Given that history, it's surprising that this issue didn't show up at all in last night's speech. The cynical view is that Democrats are planning ways to benefit from campaign finance deregulation; perhaps Republican control of the House makes a disclosure bill less likely to pass. In any case, it's a huge reversal for the reform issue perhaps closest to Obama's heart to get a goose egg in the SOTU.

2011:

nothing

2010:

With all due deference to separation of powers, last week the Supreme Court reversed a century of law that I believe will open the floodgates for special interests –- including foreign corporations –- to spend without limit in our elections. (Applause.) I don't think American elections should be bankrolled by America's most powerful interests, or worse, by foreign entities. (Applause.) They should be decided by the American people. And I'd urge Democrats and Republicans to pass a bill that helps to correct some of these problems.

Lobbying

Last night's speech saw one particular call for lobbying reform:

Because you deserve to know when your elected officials are meeting with lobbyists, I ask Congress to do what the White House has already done: put that information online.

That sounds like a good idea, but unfortuntely it's expressed in State of the Union shorthand, and glosses over a pile of complexity. There are two sets of policies that Obama could be referring to when he says that they've "already done" lobbying disclosure.

First is the visitor logs, which the White House released as a result of a CREW lawsuit. They allow anyone to see records of most visitors to the White House posted online four months after the visits occur. These are meaningful disclosures, and allowed Sunlight's Paul Blumenthal to reconstruct the lobbying and dealmaking that went into the healthcare bill.

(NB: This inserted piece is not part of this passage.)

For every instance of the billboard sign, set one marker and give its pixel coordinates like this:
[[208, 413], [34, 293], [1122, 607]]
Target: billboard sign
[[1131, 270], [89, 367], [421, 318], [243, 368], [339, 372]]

But that doesn't mean that they're an effective lobbying disclosure system. The design of the WAVES system is an artifact of how security officers track who enters and leaves the White House system -- a far cry from the lobbying disclosure so necessary to holding officials accountable.

Secondly, Obama could be referring to the lobbying disclosures the Executive Branch is voluntarily making around focused issues. There are such policies now applied to TARP, the stimulus, and now to the Dodd-Frank bill. Again, these are meaningful policies, worthy of broad praise, and further analysis. But they're insufficient for the White House to say they're "already done." These policies are easy to evade, and often rely on the outdated and ineffective definitions from the Lobbyist Disclosure Act.

The real fix is the sort of fundamental reform to our lobbying disclosure system that we've described in our bill on PublicMarkup, and posted for public review and commentary.

Having the President push for such a measure would improve its prognosis significantly. Unfortunately, it's unclear whether the line in last night's speech was the opening salvo in a new lobbying reform initiative, or a temporary jab at the legislature intended to garner praise for existing White House initiatives.

If "we do big things" then real-time, online lobbying disclosure should be one of them.

Other

Obama also mentioned the following line:

Because you deserve to know exactly how and where your tax dollars are being spent, you will be able to go to a website and get that information for the very first time in history.

This is rather cryptic. It's possible that this refers to a proposal to create a digital receipt for after paying your taxes, which has been floating around in different versions for several years. But that's a guess.

The USASpending.gov site already provides details on how the government spends money on grants and contracts, although the data they're using is largely unreliable.  If the government is going to add to this accounting, they should fix those problems first.

Overall

Compared to last year's speech, 2011's ideas were derivative and rhetorical.  Since there is no dedicated staffer at the White House pursuing ethics and transparency, it looks like the Obama's leadership on this issue is slipping.

As the White House staff shakeup continues, and in the absence of the not-to-be-replaced Ethics Czar, we're left wondering whether we've already seen the best of the transparency of the Obama Administration.